I’m trying to decide if I should post every day. I think it might get a bit dull and repetitive very quickly, so at the moment I’ll probably post whenever I feel the need to off-load, ask myself a question (oh dear), or just want to express something.
Today has been a bit tricky. Didn’t eat enough at lunchtime and the app has told me I’ve eaten too many carbs – despite being hungry.
Going to see what quick dietary changes I can make to sort that out otherwise me and the app are going to fall out rather quickly…
Today was ok. I have joined a health programme (“the app”). I’ll refrain from identifying it just yet, but needless to say, I am sceptical. More about my ability to keep going with it rather than the science behind it all.
I’ve joined on a fortnight free trial with a pretty hefty price tag if I continue afterwards so I’m determined to give it a go – but be realistic about my early goals.
From my (many) previous attempts at this, the first two weeks see the weight come off rapidly and then plateau. So I can’t be sucked in to an expensive fad if I’ll lose interest after week 5.
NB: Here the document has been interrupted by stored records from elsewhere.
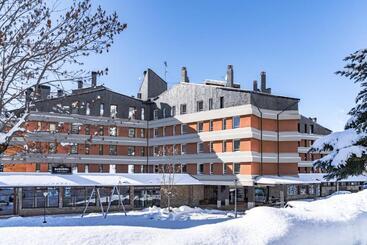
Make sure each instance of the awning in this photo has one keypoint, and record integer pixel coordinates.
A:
(91, 179)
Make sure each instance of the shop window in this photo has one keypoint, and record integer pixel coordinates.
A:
(200, 106)
(200, 126)
(200, 147)
(52, 127)
(131, 132)
(236, 168)
(101, 131)
(113, 131)
(52, 148)
(131, 150)
(236, 145)
(236, 121)
(113, 150)
(101, 109)
(183, 109)
(201, 168)
(87, 109)
(74, 149)
(292, 190)
(221, 104)
(211, 104)
(155, 114)
(142, 116)
(113, 111)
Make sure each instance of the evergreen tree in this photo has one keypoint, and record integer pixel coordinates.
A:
(348, 149)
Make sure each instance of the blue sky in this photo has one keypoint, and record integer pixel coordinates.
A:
(300, 44)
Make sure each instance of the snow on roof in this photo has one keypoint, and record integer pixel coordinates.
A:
(304, 179)
(91, 179)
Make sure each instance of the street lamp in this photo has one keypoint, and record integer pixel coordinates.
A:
(45, 194)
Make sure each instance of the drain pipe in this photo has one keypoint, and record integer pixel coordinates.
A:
(278, 143)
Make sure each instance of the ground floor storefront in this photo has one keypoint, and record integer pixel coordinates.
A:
(28, 194)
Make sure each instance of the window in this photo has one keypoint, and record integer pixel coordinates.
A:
(131, 150)
(236, 145)
(52, 127)
(236, 168)
(131, 132)
(101, 109)
(200, 106)
(142, 114)
(87, 109)
(211, 104)
(87, 129)
(101, 131)
(211, 125)
(113, 110)
(201, 168)
(74, 149)
(87, 149)
(113, 131)
(113, 150)
(221, 105)
(100, 149)
(184, 129)
(200, 147)
(155, 114)
(183, 149)
(236, 122)
(183, 109)
(52, 148)
(292, 190)
(75, 128)
(224, 124)
(200, 127)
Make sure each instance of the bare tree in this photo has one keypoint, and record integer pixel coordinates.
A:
(168, 185)
(41, 42)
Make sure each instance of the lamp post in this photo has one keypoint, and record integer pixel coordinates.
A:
(235, 198)
(45, 194)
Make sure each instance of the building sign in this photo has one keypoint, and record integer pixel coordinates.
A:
(61, 170)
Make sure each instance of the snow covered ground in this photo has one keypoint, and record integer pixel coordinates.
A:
(338, 219)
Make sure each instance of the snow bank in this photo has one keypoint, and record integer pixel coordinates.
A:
(339, 219)
(342, 146)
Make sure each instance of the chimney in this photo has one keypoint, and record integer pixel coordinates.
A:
(60, 93)
(229, 76)
(94, 78)
(184, 77)
(80, 84)
(255, 88)
(263, 81)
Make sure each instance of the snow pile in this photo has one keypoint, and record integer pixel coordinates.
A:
(183, 213)
(338, 219)
(342, 146)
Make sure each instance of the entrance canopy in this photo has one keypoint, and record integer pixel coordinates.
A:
(90, 179)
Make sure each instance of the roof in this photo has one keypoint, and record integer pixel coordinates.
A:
(90, 179)
(304, 179)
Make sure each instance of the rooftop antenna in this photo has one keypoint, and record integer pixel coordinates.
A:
(165, 71)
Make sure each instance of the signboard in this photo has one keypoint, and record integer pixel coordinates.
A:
(61, 170)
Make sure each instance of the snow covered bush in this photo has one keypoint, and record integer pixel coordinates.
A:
(348, 149)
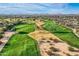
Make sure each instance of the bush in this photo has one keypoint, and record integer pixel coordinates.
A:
(1, 35)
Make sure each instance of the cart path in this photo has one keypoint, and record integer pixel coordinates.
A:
(5, 39)
(47, 40)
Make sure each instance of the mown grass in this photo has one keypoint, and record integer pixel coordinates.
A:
(21, 45)
(27, 28)
(62, 32)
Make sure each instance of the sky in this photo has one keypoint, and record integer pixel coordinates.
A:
(39, 8)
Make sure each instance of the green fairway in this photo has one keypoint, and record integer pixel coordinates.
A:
(27, 28)
(21, 45)
(62, 32)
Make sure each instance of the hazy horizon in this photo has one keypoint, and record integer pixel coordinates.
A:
(38, 8)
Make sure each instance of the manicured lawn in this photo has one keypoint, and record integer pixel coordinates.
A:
(27, 28)
(21, 45)
(62, 32)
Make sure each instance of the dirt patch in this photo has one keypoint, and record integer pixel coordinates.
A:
(50, 44)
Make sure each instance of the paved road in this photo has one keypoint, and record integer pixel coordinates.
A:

Oh, and my opening weight was 17st 1. And I am going to own that.
The first step
My name is Dave, and this is a big ‘first’ step for me. I am 44 years old, very overweight, out of shape, quite low about myself with poor self-esteem… the usual moan to be honest. It is Sunday night. I’ve just had a Magnum ice cream… Today has been a good day. I’ve had lovely time with my family, seen the in-laws at our place for the first time in 15 months… And I’ve also decided that enough is enough.
Saving Dave (autocorrect is going to do my head in with this blog) is my own journal of my journey. But, I am not alone on this journey. I have my family – my reason for saving Dave.
I’ve said enough for this first post. Tomorrow it starts. I don’t know my weight but I will post it tomorrow, and every week after on a Monday.